House speaker Hanafi Gebaly also indicated that “the scope of the amendment is limited to exchanging tax information among the Forum's 172 member countries with the objective of fighting international tax evasion operations, tax havens, and money laundering activities.”

According to a 10-page report prepared by the House's Budget Committee, the one-article amendment to the 2020's Unified Procedures Law is in compliance with the agreement on the Global Forum for Transparency and Exchange of Information for Tax Purposes, which Egypt joined in 2016.

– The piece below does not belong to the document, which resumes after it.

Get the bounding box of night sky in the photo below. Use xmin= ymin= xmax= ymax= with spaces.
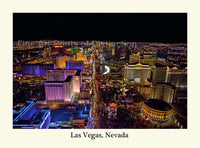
xmin=13 ymin=13 xmax=187 ymax=43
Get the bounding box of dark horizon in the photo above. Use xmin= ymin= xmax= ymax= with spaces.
xmin=13 ymin=13 xmax=187 ymax=43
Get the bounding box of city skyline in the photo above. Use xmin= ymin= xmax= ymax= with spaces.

“This compliance is necessary for Egypt to avoid being labelled as a failed state in terms of financial transparency and fight against tax evasion and illegal tax havens,” said the report, clarifying that "the Forum's agreement requires that member countries amend their legislations to allow exchange of information for tax purposes.”

“As the government of Egypt was keen to comply with the Forum's periodical evaluation of the performance of its member countries, Prime Minister Mostafa Madbouly decided in 2020 to form a committee to revise legislations that had to be amended to observe the Forum's obligations," said head of the Budget Committee Fakhri El-Fiqi.

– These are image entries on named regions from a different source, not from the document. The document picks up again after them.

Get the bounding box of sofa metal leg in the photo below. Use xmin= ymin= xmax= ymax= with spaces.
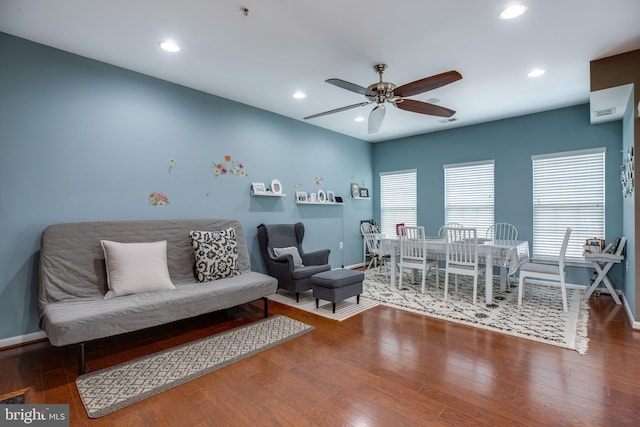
xmin=78 ymin=342 xmax=85 ymax=375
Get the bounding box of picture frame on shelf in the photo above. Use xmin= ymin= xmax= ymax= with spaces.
xmin=296 ymin=191 xmax=307 ymax=203
xmin=251 ymin=182 xmax=267 ymax=194
xmin=271 ymin=179 xmax=282 ymax=194
xmin=351 ymin=182 xmax=360 ymax=198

"Hence comes the one-article amendment to the 2020's Unified Tax Procedures law to give the Egyptian Tax Authority the green light to exchange tax-related information with foreign countries and in a way that will not breach information on the personal accounts and deposits of local citizens with Egyptian banks or divulging their industrial, commercial and professional secrets."

The Committee's report revealed that a technical assistance team affiliated with the Forum visited Egypt last March and recommended that the Unified Tax Procedures law be amended to allow exchange of information among member states on taxes and banking accounts.

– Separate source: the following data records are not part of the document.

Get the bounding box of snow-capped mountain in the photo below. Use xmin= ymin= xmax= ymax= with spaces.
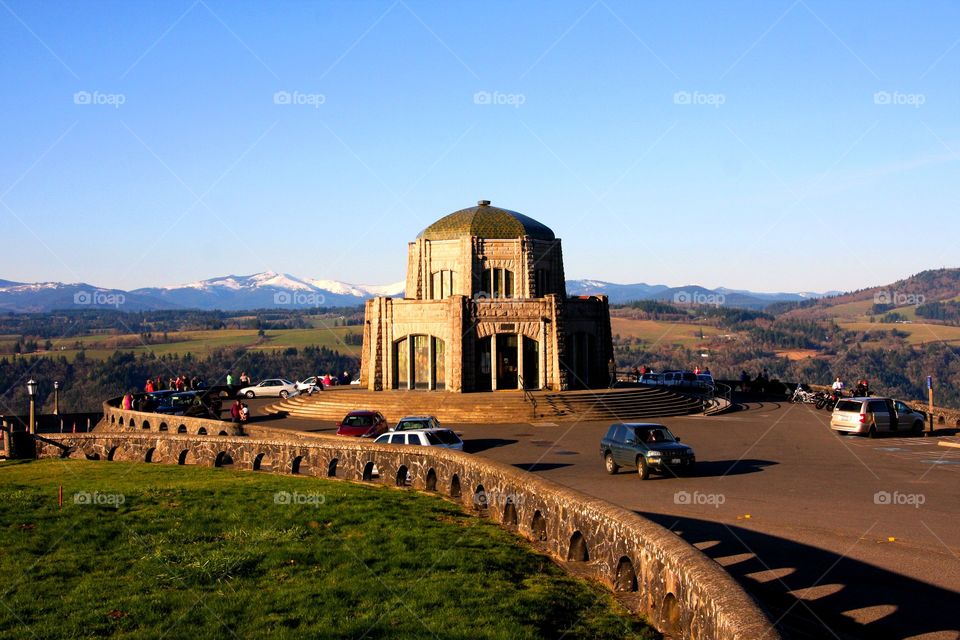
xmin=134 ymin=271 xmax=403 ymax=311
xmin=0 ymin=271 xmax=824 ymax=312
xmin=307 ymin=280 xmax=407 ymax=298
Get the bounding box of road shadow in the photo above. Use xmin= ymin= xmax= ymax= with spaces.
xmin=513 ymin=462 xmax=573 ymax=472
xmin=463 ymin=438 xmax=519 ymax=453
xmin=637 ymin=511 xmax=960 ymax=640
xmin=685 ymin=458 xmax=780 ymax=478
xmin=724 ymin=397 xmax=789 ymax=414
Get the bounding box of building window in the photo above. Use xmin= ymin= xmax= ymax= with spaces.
xmin=430 ymin=269 xmax=453 ymax=300
xmin=480 ymin=268 xmax=513 ymax=298
xmin=533 ymin=269 xmax=550 ymax=298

“The team indicated that most of the Forum's 172 member countries took this step, the last of which were the United Arab Emirates and Bahrain, which have already complied with the Forum's recommendations in this respect,” said the report.

The report also revealed that “a new Forum's team will visit Cairo in the next few days to determine whether Egypt moved to observe the Forum's recommendations on transparency, and so it is highly necessary that Egypt gets positive evaluation in order to be able to get access to credit facilities from international financial institutions.”

Deputy head of the Budget Committee Yasser Omar asserted that “the House's final approval of the bill would pave the way for Egypt to obtain $14 billion in loans from international lending institutions.”

The bill, however, received vehement rejection from a number of leftist MPs who said “the legislative amendment is not clear and it provides no assurances that it will lead to exchanging confidential information on personal banking accounts with foreign countries.”